Я поднялся на ноги и пошел к двери.
— Ты куда? — спросила Хуанита.
— Пойду подышу свежим воздухом, здесь что-то слишком людно.
Сильверио с интересом наблюдал за нами, прислонившись к косяку.
— Слишком людно? — переспросила Хуанита.
— Да, я вижу тут обвинителя, судью и палача. — Я обернулся к Сильверио: — Почему ты не рассказал матери правду?
— Прощай, дядя.
Я сделал шаг в его сторону, но он стремительно ретировался и захлопнул за собой дверь. Я несколько секунд постоял перед дверью, ожидая, что Хуанита скажет что-нибудь. Но она молчала, а потому я спустился вниз, прошел через темный бар и вышел на улицу под мягкое осеннее солнце.

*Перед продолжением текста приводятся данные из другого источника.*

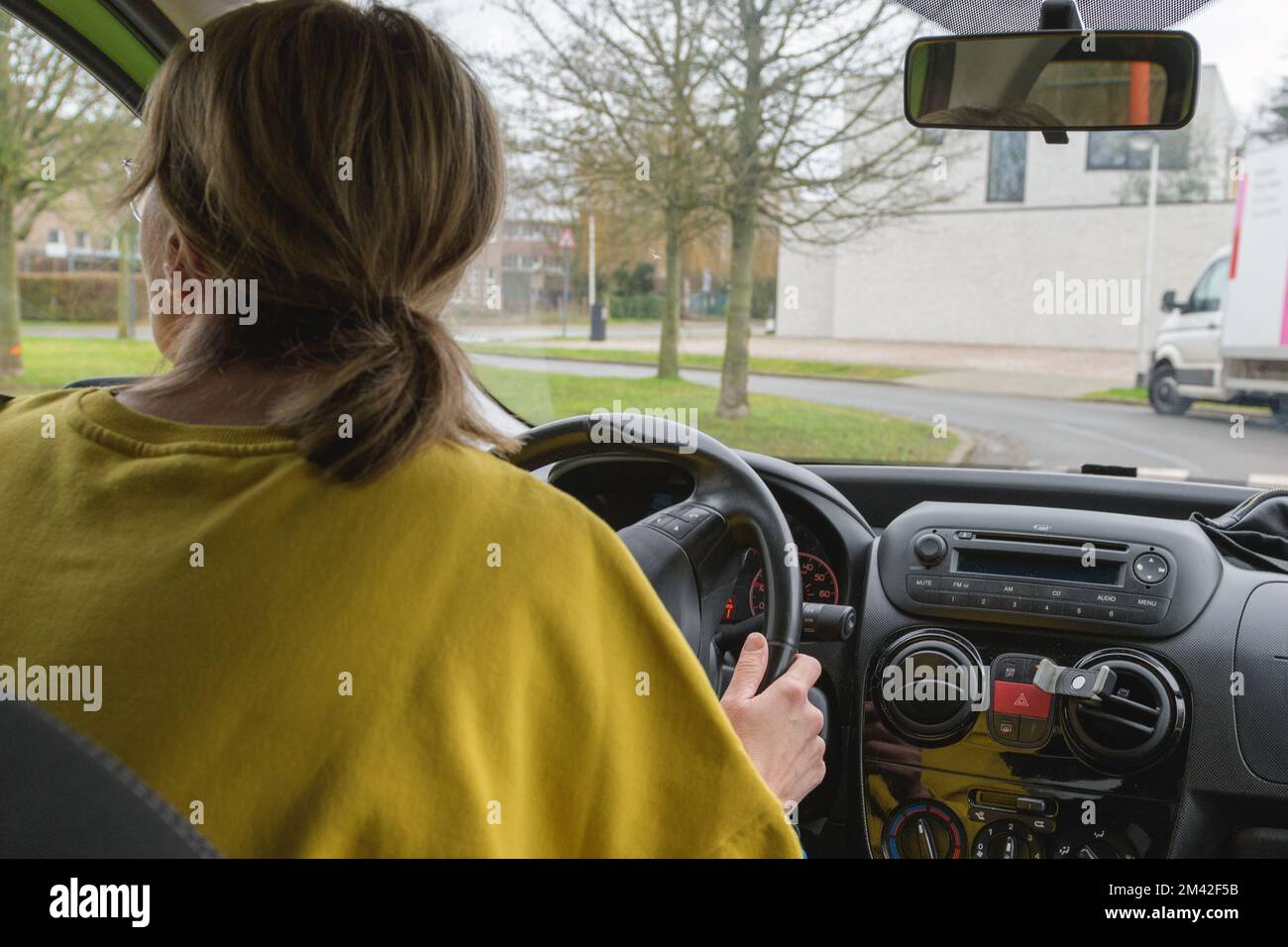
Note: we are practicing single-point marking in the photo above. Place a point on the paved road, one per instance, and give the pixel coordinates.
(1021, 431)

Когда я пришел в себя, то обнаружил, что нахожусь на улице Кастельяна, а правая нога опять болит. За всеми событиями я даже и не вспомнил, что должен был купить лекарство. Оно называется «Мазь Слоана». В этот час все аптеки были закрыты, так что мне предстояло ждать до пяти.
Я попал в очень странный район. Кастельяна — это граница между моим миром — Маласаньей, Лавапиесом, центром Мадрида — и другим, районом Саламанка. Я был не в силах идти дальше. А потому свернул вправо и вошел а кафе «Хихон».
Администратор, представившийся как Барсенас, посоветовал мне подняться на второй этаж: в верхнем зале цены ниже. Я поблагодарил его и устроился за столиком. К счастью, я не застал в этот раз Луэнго, который имел обыкновение заходить сюда выпить аперитив.
Я попросил официанта принести блюдо дня. Он ответил, что по воскресеньям такого не бывает. Оказывается, сегодня воскресенье. А я и забыл.
Висенте Бальмаседа читал газету, устроившись за столиком в углу пустого бара «Эспресо». Он порядочно растолстел, а голова у него обрела очень странную цилиндрическую форму, и лицо его словно уменьшилось. Когда я подошел, он оторвался от своего занятия, подняв взгляд. Он встал и обнял меня.
— Тони, дружище, какая радость! Да садись же! Как дела?
— Кручусь-верчусь, Висенте, сам знаешь. Все еще работаю на Драпера.
— Старый козел Драпер…
Я сел рядом, а он отодвинул в сторону стопку воскресных газет. Потом добавил:
— Он зашибал такие деньжищи, когда служил в комиссариате, что и королю не снились, он сколотил целое состояние. Ты знаешь, сколько у него недвижимости?